I quite like this one:
It's interesting to see such a striking visual difference between those 7.5GB and 15GB model quantizations.
Finally, I had it describe the image it had just created:
uv run --with mlx-vlm mlx_vlm.generate \
--model gg-hf-gm/gemma-3n-E4B-it \
--max-tokens 1000 \
--prompt "Describe image" \
--image gemma3n-mlx-vlm.jpg
Here's what I got back - it thought this was a chemical diagram!
The image is a cartoon-style illustration depicting a molecular structure against a light blue background. The structure is composed of several differently colored and shaped elements connected by curved black lines.

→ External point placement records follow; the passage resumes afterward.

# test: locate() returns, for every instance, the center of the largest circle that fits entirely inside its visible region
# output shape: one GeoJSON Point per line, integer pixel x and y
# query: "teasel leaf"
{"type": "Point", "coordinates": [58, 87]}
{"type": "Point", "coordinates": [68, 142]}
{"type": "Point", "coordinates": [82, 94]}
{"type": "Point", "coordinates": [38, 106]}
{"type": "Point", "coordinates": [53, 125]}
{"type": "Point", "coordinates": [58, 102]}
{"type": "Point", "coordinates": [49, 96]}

Here's a breakdown of the elements:
- Large Black Circles: There are two large, solid black circles, likely representing larger molecules or components.

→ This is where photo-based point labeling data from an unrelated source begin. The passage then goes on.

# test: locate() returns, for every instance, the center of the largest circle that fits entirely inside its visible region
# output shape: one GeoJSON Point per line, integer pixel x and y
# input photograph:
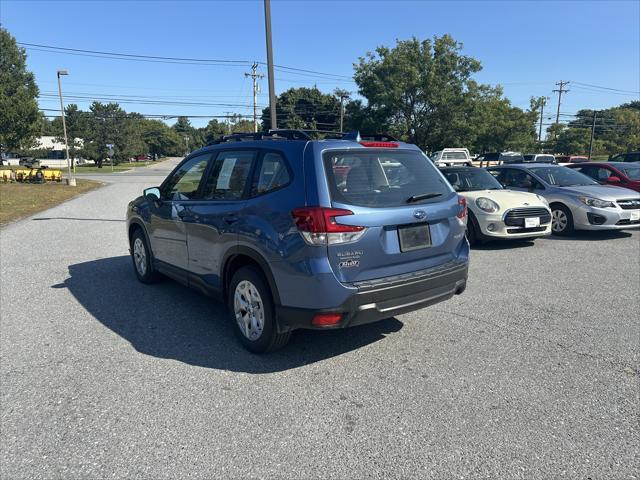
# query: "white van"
{"type": "Point", "coordinates": [451, 157]}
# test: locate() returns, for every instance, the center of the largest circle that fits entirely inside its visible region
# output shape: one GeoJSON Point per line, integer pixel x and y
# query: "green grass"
{"type": "Point", "coordinates": [120, 167]}
{"type": "Point", "coordinates": [19, 200]}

- Cream-Colored Oval: A prominent cream-colored oval shape is centrally located and connected to other elements. It has a smaller, darker cream-colored sphere attached to its left side.
- Red Oval: A smaller, solid red oval is positioned near one of the black circles and connected to the cream-colored oval.
- Black Lines: These lines act as bonds, connecting the various molecular components. They are curved and dynamic, suggesting movement or interaction.
- Triangular Shape: A small black triangle is attached to the smaller cream-colored sphere.
- Letter "I": The letter "I" appears twice, likely labeling specific parts of the molecule.
The overall impression is of a simplified representation of a biological molecule, possibly a protein or a complex organic compound. The use of different colors helps to distinguish the various components within the structure.